Puoi vedere entrambe.
Capri in 2 giorni: l’itinerario ora per ora
🕖 GIORNO 1 — Capri, la Piazzetta, i Giardini e i Faraglioni
🕖 08:00 — Arrivo a Marina Grande
Il primo giorno comincia da Marina Grande, il principale punto di arrivo sull’isola.
Non avere fretta di abbandonare immediatamente il porto.
Marina Grande è la porta naturale di Capri e permette di capire subito la particolare conformazione dell’isola: il mare davanti, la montagna alle spalle e il centro di Capri costruito più in alto.
Da qui puoi raggiungere il centro con la funicolare oppure proseguire a piedi.
La funicolare collega Marina Grande con Piazza Umberto I, la celebre Piazzetta di Capri, e consente di superare rapidamente il dislivello tra il porto e il centro.
Se vuoi cominciare la giornata lentamente, però, puoi dedicare qualche minuto al porto prima di salire.
È il momento in cui Capri appare ancora diversa da quella delle ore centrali.
🕗 08:30 — La Piazzetta di Capri
Una volta arrivato in centro, la prima tappa è Piazza Umberto I, conosciuta da tutti come la Piazzetta.
È il cuore del comune di Capri e uno dei luoghi più riconoscibili dell’isola.
La piazza è piccola, ma la sua importanza è enorme.
Da qui partono alcune delle strade più conosciute del centro e puoi iniziare a orientarti facilmente prima di proseguire verso la parte panoramica dell’isola.
Non fermarti però troppo a lungo.
La Piazzetta tornerà nel percorso più avanti.
Adesso è il momento di entrare nella Capri storica.
🕘 09:00 — Certosa di San Giacomo
Dalla Piazzetta dirigiti verso la Certosa di San Giacomo, uno dei complessi storici più importanti di Capri.
La Certosa è strettamente legata alla storia dell’isola e rappresenta uno dei luoghi nei quali architettura, religione e paesaggio si incontrano.
Il complesso permette di cambiare completamente atmosfera rispetto alla Piazzetta.
In pochi minuti passi dal centro più frequentato a uno spazio caratterizzato da cortili, architetture storiche e silenzio.

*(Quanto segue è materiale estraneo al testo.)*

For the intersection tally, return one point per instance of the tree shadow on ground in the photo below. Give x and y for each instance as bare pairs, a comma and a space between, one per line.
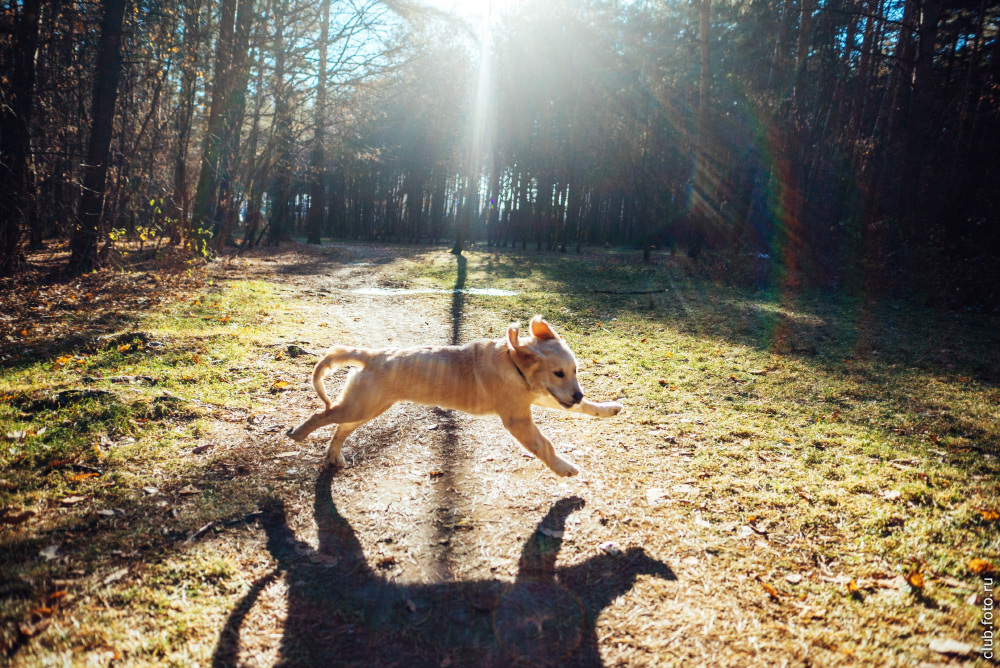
342, 611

Dedica alla visita almeno un’ora.
Non limitarti alla fotografia esterna: la Certosa è una delle tappe che permettono di capire che Capri non è soltanto mare e panorami.
🕙 10:15 — Giardini di Augusto
Dalla Certosa prosegui verso i Giardini di Augusto.
Questa è una delle tappe fondamentali dell’intero itinerario.
I giardini sono organizzati su terrazze panoramiche dalle quali si apre una delle viste più celebri dell’isola.
Da qui puoi osservare i Faraglioni, Marina Piccola e il Monte Solaro in un’unica grande prospettiva.
Ma c’è un altro motivo per cui questa tappa è importante.
Dalle terrazze dei Giardini di Augusto puoi vedere anche Via Krupp, la spettacolare strada panoramica che scende verso Marina Piccola.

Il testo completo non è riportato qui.